Ну, а у нас пустяками этими разными и некогда заниматься: абы бы ребят прокормить, ведь ребят-то у всех угол непочатый. Со скуки, что ли, кто их знает с чего, плодущий у нас народ до страсти. И домовитый по причине этого, богомольный, степенный. Калитки на засовах железных, по дворам псы цепные на рыскалах бегают. Чужого чтоб в дом пустить, так раза три из-за двери спросят: кто такой, да зачем. У всех окна геранью да фикусами позаставлены. Так-то оно дело вернее: никто с улицы не заглянет. Тепло у нас любят, печки нажаривают, зимой ходят в ватных жилетках, юбках, в брюках, на вате стеганных, — не найти таких в другом месте. Так вот и живут себе ни шатко ни валко, преют, как навозец, в тепле. Да оно и лучше: ребят-то, гляди, каких бутузов выхаживают.
Пришли к Моргунову Тимоша с Барыбой. Моргунов — с газетой сидит.
— Вот, министра-то ухлопали, слыхали или нет?
Тимоша улыбается — лампадку веселую зажег:
— Слыхали, как не слыхать. Идем это по базару, слышу, разговаривают: «Очень его даже жалко: поди, ведь тысяч двадцать в год получал. Очень жалко».
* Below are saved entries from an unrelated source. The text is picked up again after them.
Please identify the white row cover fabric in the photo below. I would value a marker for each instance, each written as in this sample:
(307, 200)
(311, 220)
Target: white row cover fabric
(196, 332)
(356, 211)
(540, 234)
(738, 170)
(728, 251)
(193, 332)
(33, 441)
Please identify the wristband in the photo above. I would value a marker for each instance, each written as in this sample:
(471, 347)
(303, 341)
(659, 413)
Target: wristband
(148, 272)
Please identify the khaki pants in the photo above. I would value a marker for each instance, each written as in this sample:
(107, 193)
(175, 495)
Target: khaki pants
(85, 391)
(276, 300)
Моргунов так и затрясся от смеху:
— Вот они, все тут, наши-то: тысяч двадцать… очень жалко… Ох уморил!
Помолчали, газетами пошуршали.
— А у нас — тоже Анютку Протопопову в Питере забрали, доучилась, вспомнил Барыба.
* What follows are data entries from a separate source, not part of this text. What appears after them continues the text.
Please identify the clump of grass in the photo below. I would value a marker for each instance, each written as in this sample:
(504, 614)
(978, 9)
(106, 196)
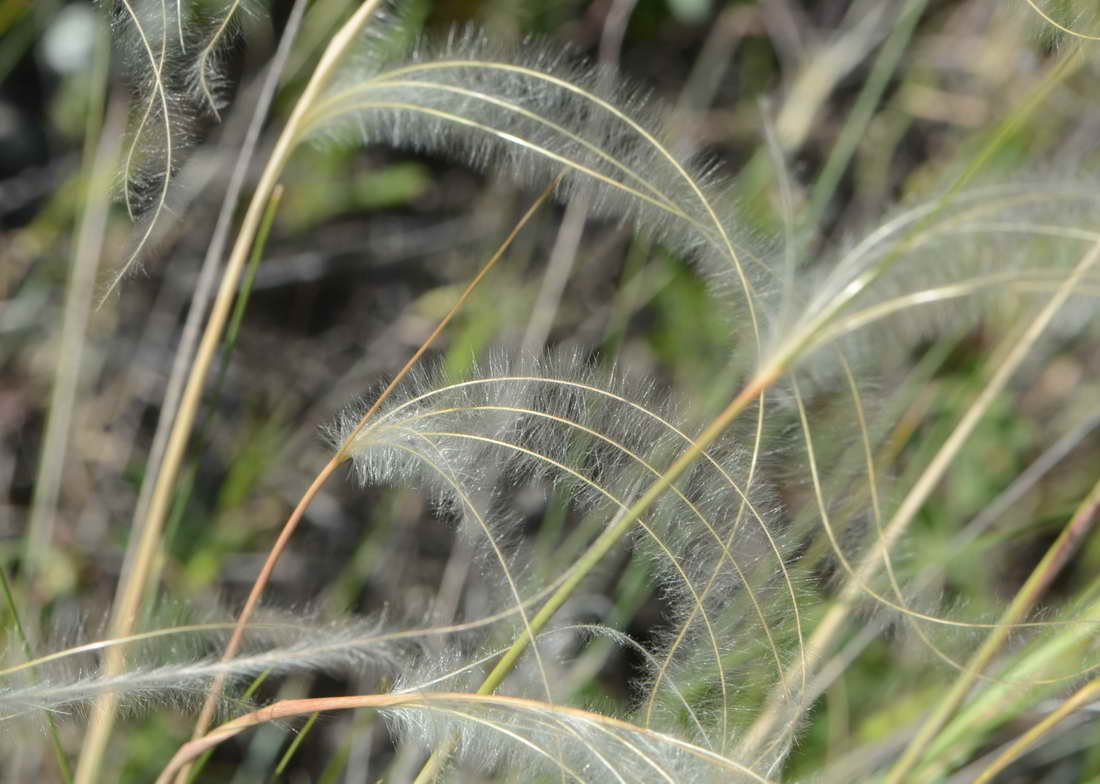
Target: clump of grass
(769, 528)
Моргунов сейчас же привязался и пошел подзуживать — знал, как Тимоша о бабах понимает: связываться с ними в серьезном деле — все одно, что мармелад во щи мешать.
— В гости бабу еще — туда-сюда, пустить можно. А в себя уж — ни-ни. Тимоша грозит сухоньким своим пальцем. — В себя пустил — пропал. Баба — она, брат, корни — вроде лопуха пускает. И не вынесть никак. Так лопухом весь и зарастешь.
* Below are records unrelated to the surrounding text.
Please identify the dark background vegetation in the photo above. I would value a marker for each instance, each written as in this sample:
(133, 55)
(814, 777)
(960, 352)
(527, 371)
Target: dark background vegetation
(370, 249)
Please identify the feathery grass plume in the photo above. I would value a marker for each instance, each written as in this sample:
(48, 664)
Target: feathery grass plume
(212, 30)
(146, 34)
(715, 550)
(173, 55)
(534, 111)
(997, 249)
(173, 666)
— Лопухом, — смеется, громыхает Барыба. А Моргунов кулаком стучит, орет неестественным голосом:
— Так их, Тимоша, так! А ну, прорцы еще, царю иудейский!
«И чего ломается, чего орет», — думал Барыба.
Правда, любил поломаться Семен Семеныч. Такой уж какой-то ненастоящий человек был, притворник, все-то подмигивает, выглядывает, с камешком за пазухой. И глаза — не то охальные, не то мученские.
— Пива нам, пива, пива! — орал Семен Семеныч. Приносила на подносе ясноглазая Дашутка, свежая — ну вот сейчас после дождя травка.
— Новая? — говорил Тимоша и не глядел на Моргунова.
Менял их Моргунов чуть не каждый месяц. Белые, черные, тощие, дебелые. И до всех одинаково ласков был Моргунов:
— Что ж, все они одинаковы. А настоящей все равно не найти.
За пивом, глядишь, Тимоша, завел уж о своем любимом, о Боговом, начал на Моргунова наседать с хитрыми вопросами: а коли Бог все может и не хочет нам жизнь переменить — так где же любовь? И как же это праведники в раю останутся? И куда же Бог денет этих убийц министровых?
Моргунов — не любит о Боге. Насмешник, наяный, а тут вот живо потемнеет, как черт от ладана.
— Не смей мне о Боге, не смей о Боге.
И говорит тихонько как-то, а жуть — слушать.
Тимоша доволен, смеется.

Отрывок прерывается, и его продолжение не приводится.